In Egypt the destruction of the Islamist regime and jailing of its supporters has been a major setback. Despite problems, the military after the July coup seems likely secure with most Muslim Brotherhood leaders in jail or on trial. If a September Zogby poll showing 70 percent confidence in the military holds, this will be a major defeat for fundamentalists.
For a decade in Turkey Tayip Erdogyan's AKP was a showcase Islamist party winning three elections, running the economy effectively, and taming the pro-Western military. But, his support for the losing parties -- Muslim Brotherhood in Egypt, the rebels in Syria -- and supporting actors unpopular in Turkey -- Hamas in Gaza (15 percent popularity), and the Kurds in Iraq -- have left him isolated. As his attacks on Israel have upset NATO leaders, so too have his hints that the Americans are behind many of his problems alienated a once close American ally.

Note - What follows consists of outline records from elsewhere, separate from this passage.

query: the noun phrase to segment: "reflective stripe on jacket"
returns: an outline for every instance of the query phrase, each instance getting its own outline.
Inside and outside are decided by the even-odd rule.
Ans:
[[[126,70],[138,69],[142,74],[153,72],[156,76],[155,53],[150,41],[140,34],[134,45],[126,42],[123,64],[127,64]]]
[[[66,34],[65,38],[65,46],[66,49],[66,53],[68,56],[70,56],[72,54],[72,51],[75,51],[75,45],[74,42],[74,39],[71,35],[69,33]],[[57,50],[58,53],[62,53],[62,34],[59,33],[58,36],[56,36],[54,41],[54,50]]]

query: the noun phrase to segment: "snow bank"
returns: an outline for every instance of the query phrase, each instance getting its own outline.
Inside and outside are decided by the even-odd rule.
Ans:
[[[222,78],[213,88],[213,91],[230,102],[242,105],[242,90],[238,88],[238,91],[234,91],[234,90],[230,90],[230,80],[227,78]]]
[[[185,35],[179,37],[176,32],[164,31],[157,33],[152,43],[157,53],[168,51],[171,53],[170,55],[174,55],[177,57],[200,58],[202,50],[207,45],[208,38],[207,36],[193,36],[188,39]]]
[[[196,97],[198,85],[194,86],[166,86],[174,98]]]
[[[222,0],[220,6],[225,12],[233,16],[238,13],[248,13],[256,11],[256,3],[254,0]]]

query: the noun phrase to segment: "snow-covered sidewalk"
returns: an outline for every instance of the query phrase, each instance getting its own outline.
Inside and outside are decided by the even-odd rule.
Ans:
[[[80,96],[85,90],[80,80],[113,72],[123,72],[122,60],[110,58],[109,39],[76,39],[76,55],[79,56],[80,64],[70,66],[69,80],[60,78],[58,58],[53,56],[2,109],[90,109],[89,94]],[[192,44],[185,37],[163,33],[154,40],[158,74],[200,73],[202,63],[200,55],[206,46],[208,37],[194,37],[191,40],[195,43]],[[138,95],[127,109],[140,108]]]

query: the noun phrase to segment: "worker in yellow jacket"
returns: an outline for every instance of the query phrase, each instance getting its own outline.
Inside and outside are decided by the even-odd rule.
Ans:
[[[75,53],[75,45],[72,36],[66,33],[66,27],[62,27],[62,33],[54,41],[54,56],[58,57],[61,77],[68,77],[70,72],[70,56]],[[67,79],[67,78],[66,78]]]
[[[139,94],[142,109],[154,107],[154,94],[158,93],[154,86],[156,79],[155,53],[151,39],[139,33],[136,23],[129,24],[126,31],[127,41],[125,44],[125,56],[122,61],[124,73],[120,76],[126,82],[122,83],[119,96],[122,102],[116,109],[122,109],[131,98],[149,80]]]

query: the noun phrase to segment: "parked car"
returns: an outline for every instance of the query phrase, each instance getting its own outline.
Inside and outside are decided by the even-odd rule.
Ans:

Rising economic problems, Erdogyan's fundamentalism and authoritarian style brought out hundreds of thousands of largely secular protesters into the streets this summer. With his religious base wilting under the enmity of a former ally, the popular Sufi leader Fethuallah Gulen, Erdogyan is now in serious political trouble. The large-scale corruption scandal that led to the resignation of three cabinet minister now threatens to engulf Erdogyan himself. Given reliance on major capital inflows and large current account deficits (over 7 percent of GNP), any loss of confidence in Erdogyan could easily cripple both him and his party.

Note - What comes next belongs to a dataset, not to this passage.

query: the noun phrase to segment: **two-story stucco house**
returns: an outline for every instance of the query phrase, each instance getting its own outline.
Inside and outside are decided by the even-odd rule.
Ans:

Tunisia, after Turkey, seemed to be the place where the moderate Islamists were safest. In October 2011 the Ennahda party won 40 percent of the vote. But, unable to manage the economy with 22 percent unemployment, outflanked by Salafists, facing anger over the killings of two secular politicians, rousing women's fears over their rights in a Constitution, and dealing with a largely secular society led Ennahda into a corner. Ennahda voluntarily ceded power to an interim technocratic government, which just took power this week. The early polls show Ennahda crashing from only one-third of the population expressing confidence in Ennahda, aising a distinct possibility that it could be out of power for a long time.
In Syria in 2011 it seemed likely that an opposition group of secularists and Islamists would overthrow the secular dictator Bashar Assad. Now, despite the growing role of Islamist al Nusra and ISIS, Bashar Assad, with support from Russia, Iran and Hezbollah, will likely stay in power.This outcome would be a major setback for the Islamists.
Ever since the slim electoral victory (43-41 percent) in Gaza in 2006 and the crushing of Fatah forces in 2007, Islamist Hamas has ruled Gaza. The ascension of Morsi to the Egyptian presidency in 2012 seemed to suggest a brighter future. With the military coup in Egypt, the split with Bashar Assad which led to the ouster of the Hamas Politburo from Damascus and the rising hostility of Shiite Iran towards Sunni Hamas, Gaza is increasingly isolated. With a $450 GNP/capita, 28 percent unemployment rate, Egypt and Israel on its borders and labelled a terrorist state by the United States and EU, its economic future looks grim. Polls have shown that only 29 percent of Gazans support Hamas compared to 41 percent for secular Fatah. While 65 percent say conditions are bad or very bad, only 16 percent find them good. And Hamas's budget for next year has an amazing 75 percent deficit. As seen by its effort at reconciliation with its arch enemy Fatah, Hamas' future seems bleak.
As Iran has shown, none of this means that Islamic fundamentalism is finished. But, for the first time in over two decades, the wave of Islamic fundamentalism in the Greater Middle East outside the Iranian Shiite sphere may well be receding, at least for now.